Cardiovascular diseases (CVDs) affect the heart and blood vessels. Irregular heart rhythms, coronary artery disease, congenital heart disease, heart attack and stroke fall under Cardiovascular Diseases (CVDs). Cardiovascular diseases (CVD) are the most common causes of death worldwide.
According to the World Health Organization, approximately 18 million people died of cardiovascular disease in 2016, one third of the total number of deaths worldwide. The story is also the same for India.
Behavioral factors such as tobacco consumption, obesity, limited exercise and unhealthy diets contribute to most cardiovascular diseases.
Coronary heart disease is more common in South Asians, including Indians, more than in any other race worldwide. India has the highest burden of coronary heart disease in the world. According to some studies, Indians tend to have a heart attack at a younger age compared to Western people.
It’s about time we started taking our heart health seriously. The first step may be to identify all risk factors and take corrective action. Some risk factors include high blood pressure, high cholesterol, obesity and a sedentary lifestyle. Remember that lifestyle and diet changes can be our greatest weapons against heart disease.
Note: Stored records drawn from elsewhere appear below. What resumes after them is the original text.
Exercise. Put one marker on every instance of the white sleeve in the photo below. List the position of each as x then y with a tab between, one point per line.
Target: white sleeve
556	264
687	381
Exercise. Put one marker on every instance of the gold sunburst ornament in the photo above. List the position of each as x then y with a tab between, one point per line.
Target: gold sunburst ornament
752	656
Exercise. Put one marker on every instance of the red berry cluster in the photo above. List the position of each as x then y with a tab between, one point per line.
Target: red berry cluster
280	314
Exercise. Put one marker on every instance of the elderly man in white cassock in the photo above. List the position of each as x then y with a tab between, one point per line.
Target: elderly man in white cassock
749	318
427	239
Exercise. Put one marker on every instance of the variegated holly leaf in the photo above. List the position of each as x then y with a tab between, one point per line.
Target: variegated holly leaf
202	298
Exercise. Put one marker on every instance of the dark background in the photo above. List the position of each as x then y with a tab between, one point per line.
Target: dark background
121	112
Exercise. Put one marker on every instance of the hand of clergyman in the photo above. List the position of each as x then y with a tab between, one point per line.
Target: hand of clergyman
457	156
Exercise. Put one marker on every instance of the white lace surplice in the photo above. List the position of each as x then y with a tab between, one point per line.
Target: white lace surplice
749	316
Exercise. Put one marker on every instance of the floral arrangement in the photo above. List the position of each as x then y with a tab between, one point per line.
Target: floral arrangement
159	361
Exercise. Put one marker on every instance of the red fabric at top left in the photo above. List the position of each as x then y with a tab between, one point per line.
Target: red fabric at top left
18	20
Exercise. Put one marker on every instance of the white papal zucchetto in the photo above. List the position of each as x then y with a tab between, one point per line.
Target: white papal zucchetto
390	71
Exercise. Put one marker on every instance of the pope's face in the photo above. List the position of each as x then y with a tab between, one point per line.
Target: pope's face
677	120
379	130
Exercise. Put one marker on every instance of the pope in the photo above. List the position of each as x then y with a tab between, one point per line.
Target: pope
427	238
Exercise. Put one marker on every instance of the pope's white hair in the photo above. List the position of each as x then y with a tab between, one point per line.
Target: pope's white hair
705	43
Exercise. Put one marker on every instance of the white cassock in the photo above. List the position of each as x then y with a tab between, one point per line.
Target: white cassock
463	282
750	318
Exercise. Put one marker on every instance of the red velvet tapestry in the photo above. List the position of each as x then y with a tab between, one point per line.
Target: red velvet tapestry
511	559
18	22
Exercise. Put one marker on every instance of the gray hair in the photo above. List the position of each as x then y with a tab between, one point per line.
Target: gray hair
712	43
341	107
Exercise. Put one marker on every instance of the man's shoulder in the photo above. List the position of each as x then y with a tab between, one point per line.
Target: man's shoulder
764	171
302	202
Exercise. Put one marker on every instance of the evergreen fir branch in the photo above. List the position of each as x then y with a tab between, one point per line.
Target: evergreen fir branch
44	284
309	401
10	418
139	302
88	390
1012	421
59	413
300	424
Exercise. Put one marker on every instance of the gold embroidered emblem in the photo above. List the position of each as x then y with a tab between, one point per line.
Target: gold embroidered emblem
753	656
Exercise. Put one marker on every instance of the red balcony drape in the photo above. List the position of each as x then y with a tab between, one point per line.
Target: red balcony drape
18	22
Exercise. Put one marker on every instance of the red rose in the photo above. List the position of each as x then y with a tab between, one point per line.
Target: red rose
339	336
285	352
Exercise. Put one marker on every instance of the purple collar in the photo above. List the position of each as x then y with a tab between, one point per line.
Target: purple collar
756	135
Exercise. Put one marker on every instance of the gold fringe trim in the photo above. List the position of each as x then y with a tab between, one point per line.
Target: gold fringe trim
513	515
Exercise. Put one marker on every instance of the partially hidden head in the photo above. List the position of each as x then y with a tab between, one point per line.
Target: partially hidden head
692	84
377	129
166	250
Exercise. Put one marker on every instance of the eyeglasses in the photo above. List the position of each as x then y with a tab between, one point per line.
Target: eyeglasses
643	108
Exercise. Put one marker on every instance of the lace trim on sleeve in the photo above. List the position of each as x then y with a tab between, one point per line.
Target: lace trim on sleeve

Maintain a healthy body weight
A healthy body weight reduces the risk of cardiovascular disease. Having too much fat, especially around the waist, puts you at an increased risk of heart disease. We know the importance of a balanced diet for maintaining a healthy weight.
But we often ignore the importance of proper meal timing. Some healthy eating habits are:
- Have breakfast within an hour of getting out of bed
- Eat every three hours. Six meals a day is an excellent strategy to keep your metabolism high.
- Do not eat anything for at least three hours before going to bed
- Do not skip meals as this can slow down the metabolism
- Eat small meals
Some studies say that taking small frequent meals provides the following benefits:
- Increases BMR
- Increases energy level
- Reduces appetite
- Aid in weight reduction
Know how to differentiate between good and bad fats
Our heart loves good fats. You can add more healthy fats, such as monounsaturated fats (MUFA) and omega-3 fatty acids, to your diet. Some good sources of healthy fats are:
- olive oil
- Rapeseed oil
- Rice bran oil
- peanut oil
- mustard oil
One should reduce the intake of saturated fats such as:
MUFA reduces low-density lipoprotein (bad cholesterol) and increases high-density lipoprotein (good cholesterol).
It is always good to rotate your oils monthly so that both PUFA and MUFA are in the required amount.
Choose good carbs over bad ones
Did you know that not all carbs are the same? High glycemic index carbohydrates can have drastic effects on cholesterol levels, increasing your susceptibility to heart disease. According to some epidemiological studies, a carbohydrate diet with a low glycemic index and a high fiber content may protect against diabetes and cardiovascular disease. You can:
- Go for complex carbohydrates.
- Avoid refined carbohydrates
- Include unrefined whole grains such as Dalia, brown rice, oats, whole wheat, and barley
- Avoid carbonated drinks, pasta, white bread and processed foods
Antioxidants are good for heart health
Increase the intake of antioxidants such as vitamin E, vitamin C, bioflavonoids and beta-carotene. Foods rich in antioxidants include whole grains, nuts, fruits, seeds and vegetables. The antioxidants protect our heart from free radical injury and damage. So start your day with almonds and walnuts to lower LDL.
Fiber is the way to go
Fiber lowers bad cholesterol and protects you from heart disease. A high-fiber diet can help you lose weight.
Your diet should contain both soluble and insoluble fiber. Barley, nuts, beans, berries, apples and oatmeal are good sources of soluble fiber. Fruits and vegetables have an abundance of insoluble fiber. One should strictly avoid trans fats as they not only increase bad fat or LDL levels but can also decrease HDL levels.
Avoid sedentary lifestyle
A healthy diet can work wonders when combined with physical activity. According to the American Heart Association, 150 minutes of moderate-intensity exercise or 75 minutes of vigorous exercise can help maintain blood pressure, lower cholesterol and improve overall heart health.
The heart is essential for survival. It works tirelessly for us. Let’s try to give something back to this great organ. Even our small changes in diet and lifestyle are enough to make it healthy.